Piuttosto che librare nell’aere delle categorie giuridiche, però, mi pare dirimente l’argomento più semplice da spendere, per il pratico: la pronuncia nomofilattica. La natura non pensionistica dei vitalizi è stata già affermata dalla Cassazione per i vitalizi degli ex consiglieri regionali (che ontologicamente sono la stessa cosa dei vitalizi dei parlamentari): le ordinanze delle sezioni unite civili nn. 23467 e 14920 del 2016 hanno sottratto la cognizione dei relativi ricorsi al Giudice delle pensioni (la Corte dei conti), attribuendoli al Giudice ordinario (tribunale civile).
Sempre di diritti si tratta, beninteso: ma la loro natura previdenziale è indiretta ed annegata in una generale valenza mutualistica dell’istituto.
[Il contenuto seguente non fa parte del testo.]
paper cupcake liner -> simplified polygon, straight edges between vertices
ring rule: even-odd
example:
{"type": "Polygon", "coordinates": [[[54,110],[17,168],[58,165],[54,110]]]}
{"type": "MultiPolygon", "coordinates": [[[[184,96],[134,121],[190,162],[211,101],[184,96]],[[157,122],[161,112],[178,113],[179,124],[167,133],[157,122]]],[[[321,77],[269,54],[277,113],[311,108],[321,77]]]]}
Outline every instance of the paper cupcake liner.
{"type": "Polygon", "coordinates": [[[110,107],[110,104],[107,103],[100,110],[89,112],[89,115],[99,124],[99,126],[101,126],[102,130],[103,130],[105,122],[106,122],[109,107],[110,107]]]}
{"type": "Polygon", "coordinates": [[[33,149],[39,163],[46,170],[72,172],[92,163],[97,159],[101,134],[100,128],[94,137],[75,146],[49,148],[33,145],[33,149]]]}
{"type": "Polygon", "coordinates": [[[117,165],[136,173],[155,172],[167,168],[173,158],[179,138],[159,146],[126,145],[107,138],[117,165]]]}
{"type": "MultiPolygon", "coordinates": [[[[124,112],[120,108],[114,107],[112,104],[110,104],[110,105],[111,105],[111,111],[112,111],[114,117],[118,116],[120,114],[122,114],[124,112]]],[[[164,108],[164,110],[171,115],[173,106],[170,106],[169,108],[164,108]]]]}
La sua peculiare disciplina ben si concilia con un’elargizione nella disponibilità degli organi costituzionali di appartenenza, fatta salva la tutela dell’affidamento incolpevole come per un qualsiasi rapporto civilistico.
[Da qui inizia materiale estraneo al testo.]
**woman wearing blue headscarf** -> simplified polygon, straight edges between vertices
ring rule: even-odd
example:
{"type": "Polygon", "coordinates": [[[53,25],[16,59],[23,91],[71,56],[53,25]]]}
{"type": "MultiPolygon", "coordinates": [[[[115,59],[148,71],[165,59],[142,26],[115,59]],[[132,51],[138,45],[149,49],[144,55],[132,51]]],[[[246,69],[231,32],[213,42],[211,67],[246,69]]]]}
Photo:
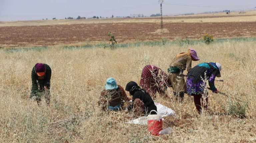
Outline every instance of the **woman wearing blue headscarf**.
{"type": "Polygon", "coordinates": [[[188,71],[187,77],[187,91],[188,95],[194,97],[196,108],[199,114],[201,113],[200,100],[203,98],[202,105],[207,110],[208,104],[208,92],[206,81],[213,93],[218,93],[214,85],[215,77],[221,77],[221,66],[218,63],[200,63],[188,71]]]}
{"type": "Polygon", "coordinates": [[[101,93],[98,104],[103,110],[118,111],[124,109],[125,102],[129,100],[123,87],[117,85],[114,78],[111,77],[107,79],[105,89],[101,93]]]}

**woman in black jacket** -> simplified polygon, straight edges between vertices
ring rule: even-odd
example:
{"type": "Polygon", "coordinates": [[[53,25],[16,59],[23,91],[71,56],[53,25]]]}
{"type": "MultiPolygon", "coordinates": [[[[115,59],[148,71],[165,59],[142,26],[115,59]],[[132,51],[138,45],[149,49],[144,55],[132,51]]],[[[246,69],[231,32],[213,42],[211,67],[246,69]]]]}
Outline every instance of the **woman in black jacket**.
{"type": "MultiPolygon", "coordinates": [[[[133,96],[132,108],[137,115],[141,115],[140,114],[142,113],[145,114],[149,114],[152,110],[157,111],[150,95],[145,90],[140,88],[136,82],[133,81],[128,82],[126,85],[125,90],[129,91],[133,96]]],[[[156,114],[156,113],[152,111],[151,114],[156,114]]]]}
Ecco allora che tocca a noi spezzare una lancia per gli ex parlamentari: per quanto affievolito il vitalizio nella accezione nostra (e della Cassazione) può essere portato in un’Aula di giustizia. Mentre della configurazione previdenziale che ne dà Cazzola ci fa la birra, l’ex parlamentare – nel nostro “minore” diritto civilistico – troverebbe una tutela comunque efficace, rispetto alle incursioni che ha subìto finora: revoche a seguito di condanna (scelte con criteri quanto meno differenti rispetto all’articolo 28 c.p.), decurtazioni decise “in casa” a seguito di campagne mediatiche periodicamente affacciate, modifiche del regime di ingresso e di reversibilità del trattamento, ecc.
Tutte cose che, se affidate all’autodichia che l’onorevole Cazzola invoca, resterebbero nel cono d’ombra proiettato dalle “giurisdizioni domestiche”, su questioni per le quali i consiglieri regionali hanno almeno trovato un giudice ordinario (e civile). A meno che non si voglia davvero credere che i “tribunalini” amministrino giustizia anche di rango costituzionale: una scoperta (accolta con lo sconcerto della migliore dottrina) che dobbiamo alla causa Lorenzoni ed all’impacciata difesa, con cui le Camere hanno tentato di opporsi alle sue indiscutibili ragioni.